Updated: June 6, 2021 12:22:07 pm
In a first-of-its-kind project, radio telemetry has been deployed to identify corridors used by tigers in the Vidarbha landscape, tracking their actual movement — indicating that the animals are moving in a much wider swathe of area outside the protected areas than previously known.
Vidarbha has 331 tigers in a forest area of around 26,775 sq km, dissected by 84,202 km of roads, apart from irrigation canals and other projects. There have been growing instances of man-tiger conflict in the region.
The project, carried out between 2017 and 2020 using radio signals, identified 37,067 sq km, in all, of tiger corridors, further categorised into five classes as per frequency of tiger use — namely very low (10,289 sq km), low (18,727 sq km), medium (5,689 sq km), high (1,418 sq km) and very high (942 sq km).
The investigators, belonging to the Maharashtra Forest Department and Wildlife Institute of India (WII), principally tracked dispersal of 15 sub-adult tigers, including seven females, to identify the corridors. Five of them, which included four females, were from outside the protected areas.
Their report says, “It (the tiger movement) extends well beyond forested structural corridors modelled by earlier studies. The study shows extensive use of agricultural land by tigers adjoining small fragmented forests and rivers. Tigers in these landscapes were seen pushing the boundaries of human tolerance, ready to accept the risks of exploring a human-dominated landscape.”

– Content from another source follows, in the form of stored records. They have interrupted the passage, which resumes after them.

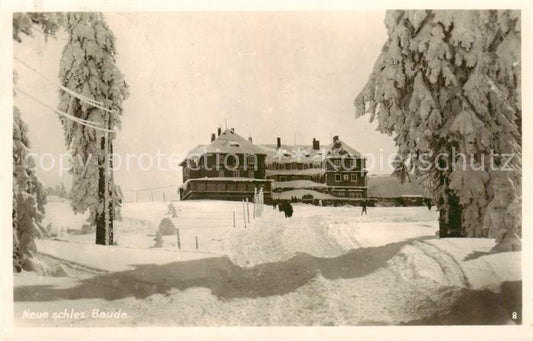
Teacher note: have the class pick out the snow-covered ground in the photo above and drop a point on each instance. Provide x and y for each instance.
(323, 266)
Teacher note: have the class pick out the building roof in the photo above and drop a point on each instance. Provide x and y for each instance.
(306, 153)
(390, 186)
(228, 142)
(294, 153)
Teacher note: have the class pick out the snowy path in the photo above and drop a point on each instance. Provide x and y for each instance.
(324, 266)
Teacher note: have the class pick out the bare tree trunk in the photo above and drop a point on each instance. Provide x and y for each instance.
(100, 213)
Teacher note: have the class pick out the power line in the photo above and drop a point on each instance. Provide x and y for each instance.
(147, 189)
(86, 123)
(87, 100)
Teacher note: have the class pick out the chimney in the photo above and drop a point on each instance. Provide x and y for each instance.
(316, 144)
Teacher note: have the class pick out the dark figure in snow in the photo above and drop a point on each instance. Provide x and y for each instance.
(288, 210)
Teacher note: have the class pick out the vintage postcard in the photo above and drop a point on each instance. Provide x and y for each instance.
(326, 171)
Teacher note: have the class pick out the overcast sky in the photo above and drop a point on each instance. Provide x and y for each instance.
(288, 74)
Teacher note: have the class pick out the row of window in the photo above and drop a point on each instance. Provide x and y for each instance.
(346, 177)
(348, 194)
(223, 187)
(294, 165)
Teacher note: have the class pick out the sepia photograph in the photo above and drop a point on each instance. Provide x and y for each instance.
(266, 168)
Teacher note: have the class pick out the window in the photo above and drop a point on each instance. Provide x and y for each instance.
(354, 194)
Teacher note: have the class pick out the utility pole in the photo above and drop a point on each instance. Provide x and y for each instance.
(104, 216)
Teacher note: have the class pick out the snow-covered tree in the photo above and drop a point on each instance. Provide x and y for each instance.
(29, 197)
(447, 85)
(88, 67)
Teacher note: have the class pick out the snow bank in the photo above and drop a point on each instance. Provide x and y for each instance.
(112, 258)
(329, 232)
(482, 269)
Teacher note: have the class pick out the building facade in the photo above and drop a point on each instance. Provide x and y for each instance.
(309, 171)
(229, 168)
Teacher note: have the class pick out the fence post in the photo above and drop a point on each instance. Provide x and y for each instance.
(247, 210)
(244, 214)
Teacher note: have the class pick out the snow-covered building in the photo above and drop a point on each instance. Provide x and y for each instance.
(336, 171)
(229, 168)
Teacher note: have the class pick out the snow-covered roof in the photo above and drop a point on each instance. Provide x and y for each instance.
(294, 153)
(306, 153)
(341, 149)
(308, 171)
(228, 142)
(389, 186)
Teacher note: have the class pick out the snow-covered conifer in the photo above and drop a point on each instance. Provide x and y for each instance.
(447, 83)
(88, 67)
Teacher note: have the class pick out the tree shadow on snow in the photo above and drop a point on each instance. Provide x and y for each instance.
(224, 279)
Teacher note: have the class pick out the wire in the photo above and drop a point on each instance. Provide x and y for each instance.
(90, 101)
(86, 123)
(147, 189)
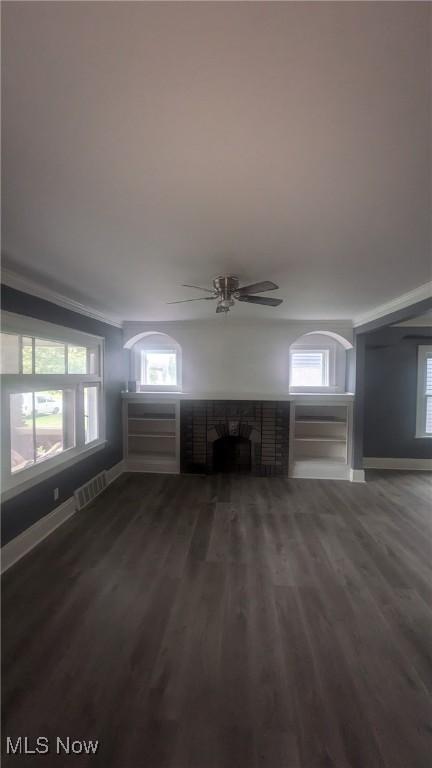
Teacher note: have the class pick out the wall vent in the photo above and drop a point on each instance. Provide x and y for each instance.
(90, 490)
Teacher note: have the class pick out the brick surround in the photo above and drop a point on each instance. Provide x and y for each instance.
(264, 422)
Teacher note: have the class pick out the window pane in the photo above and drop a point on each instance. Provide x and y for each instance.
(93, 361)
(428, 426)
(309, 369)
(27, 354)
(161, 368)
(77, 359)
(22, 442)
(91, 416)
(429, 374)
(49, 356)
(9, 353)
(53, 412)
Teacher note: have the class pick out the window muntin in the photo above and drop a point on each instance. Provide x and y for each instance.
(43, 404)
(10, 353)
(42, 426)
(78, 361)
(91, 414)
(309, 368)
(424, 392)
(159, 368)
(50, 357)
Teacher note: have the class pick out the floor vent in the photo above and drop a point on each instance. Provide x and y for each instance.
(90, 490)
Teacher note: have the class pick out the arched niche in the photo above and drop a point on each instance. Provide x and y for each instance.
(319, 362)
(149, 345)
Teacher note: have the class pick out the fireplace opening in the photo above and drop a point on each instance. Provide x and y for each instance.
(232, 454)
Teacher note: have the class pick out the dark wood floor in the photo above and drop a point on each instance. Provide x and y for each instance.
(229, 622)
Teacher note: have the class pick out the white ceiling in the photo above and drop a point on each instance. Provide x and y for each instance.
(150, 144)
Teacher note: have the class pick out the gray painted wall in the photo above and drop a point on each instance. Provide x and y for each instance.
(28, 507)
(390, 394)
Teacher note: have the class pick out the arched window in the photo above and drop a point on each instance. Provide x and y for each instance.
(155, 362)
(318, 362)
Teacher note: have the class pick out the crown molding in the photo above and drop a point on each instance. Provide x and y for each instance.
(34, 288)
(400, 302)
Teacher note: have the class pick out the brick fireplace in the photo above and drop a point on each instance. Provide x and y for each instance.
(234, 436)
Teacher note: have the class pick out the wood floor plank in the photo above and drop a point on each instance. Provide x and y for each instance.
(228, 622)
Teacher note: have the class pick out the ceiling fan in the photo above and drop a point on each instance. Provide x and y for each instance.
(226, 290)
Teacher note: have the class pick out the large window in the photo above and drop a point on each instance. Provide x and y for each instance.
(310, 368)
(424, 392)
(51, 398)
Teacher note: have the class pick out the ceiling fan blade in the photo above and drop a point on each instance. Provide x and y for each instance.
(201, 298)
(266, 285)
(198, 287)
(264, 300)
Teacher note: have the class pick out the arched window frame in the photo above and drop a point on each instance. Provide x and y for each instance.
(153, 341)
(335, 348)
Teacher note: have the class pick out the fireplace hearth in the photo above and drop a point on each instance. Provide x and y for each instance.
(234, 436)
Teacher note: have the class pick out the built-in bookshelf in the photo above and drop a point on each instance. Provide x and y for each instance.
(151, 435)
(320, 440)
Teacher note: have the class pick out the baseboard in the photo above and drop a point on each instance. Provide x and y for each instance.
(19, 546)
(414, 464)
(357, 475)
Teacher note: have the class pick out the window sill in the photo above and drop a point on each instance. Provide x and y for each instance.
(159, 388)
(24, 482)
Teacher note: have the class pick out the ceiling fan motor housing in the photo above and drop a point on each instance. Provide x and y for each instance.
(226, 285)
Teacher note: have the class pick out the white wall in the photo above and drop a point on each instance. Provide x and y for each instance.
(232, 356)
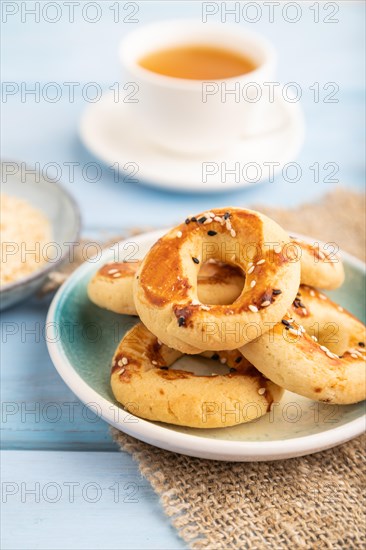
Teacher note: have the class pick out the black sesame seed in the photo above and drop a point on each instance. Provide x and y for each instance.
(181, 321)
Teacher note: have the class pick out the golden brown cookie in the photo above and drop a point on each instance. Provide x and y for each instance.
(165, 288)
(144, 383)
(318, 351)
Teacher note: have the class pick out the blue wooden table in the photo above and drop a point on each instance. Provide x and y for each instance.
(64, 484)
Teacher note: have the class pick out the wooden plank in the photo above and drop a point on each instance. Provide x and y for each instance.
(77, 501)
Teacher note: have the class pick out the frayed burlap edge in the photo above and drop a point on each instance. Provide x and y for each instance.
(310, 502)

Senior WII scientist Bilal Habib, who was part of the study along with colleague Parag Nigam, says, “We have for the first time mapped actual corridors in the Vidarbha landscape. We now know how and where the tigers move. For example we tracked the epic journey of Walker (as the tiger was dubbed) over 3,000 km from Tipeshwar Sanctuary in Yavatmal district to Dnyanganga Sanctuary in Buldhana district. The study should help wildlife managers focus exactly where they need to in order to not only provide safe passage to the dispersing tigers but also mitigate the serious man-tiger conflict in Vidarbha.”
The report notes, “The importance of tiger connectivity for wild animals in fragmented landscapes is increasingly being used as a strategy to mitigate the effects of habitat fragmentation, land use dynamic and climate change. However, movement data are yet to be systematically incorporated into assessments and prioritisation of connectivity. This study uses movement data to quantify habitat use outside PAs (protected areas) and incorporate the same into connectivity modelling.”
The report adds that a successful conservation effort should include an array of stakeholders, rather than be seen as just the jurisdiction of the forest management. “The local people, the district administration, local NGOs and various developmental agencies should now work in tandem with the forest management. The findings of this report may provide clues to managers so as to target proactive and pre-emptive management interventions for conflict prevention/mitigation and connectivity conservation.”
The co-authors of the study include Principal Chief Conservator of Forests (Wildlife) Nitin Kakodkar, WII Director Dhananjai Mohan, National Tiger Conservation Authority Member Secretary S P Yadav and Additional PCCF (Wildlife) B S Hooda.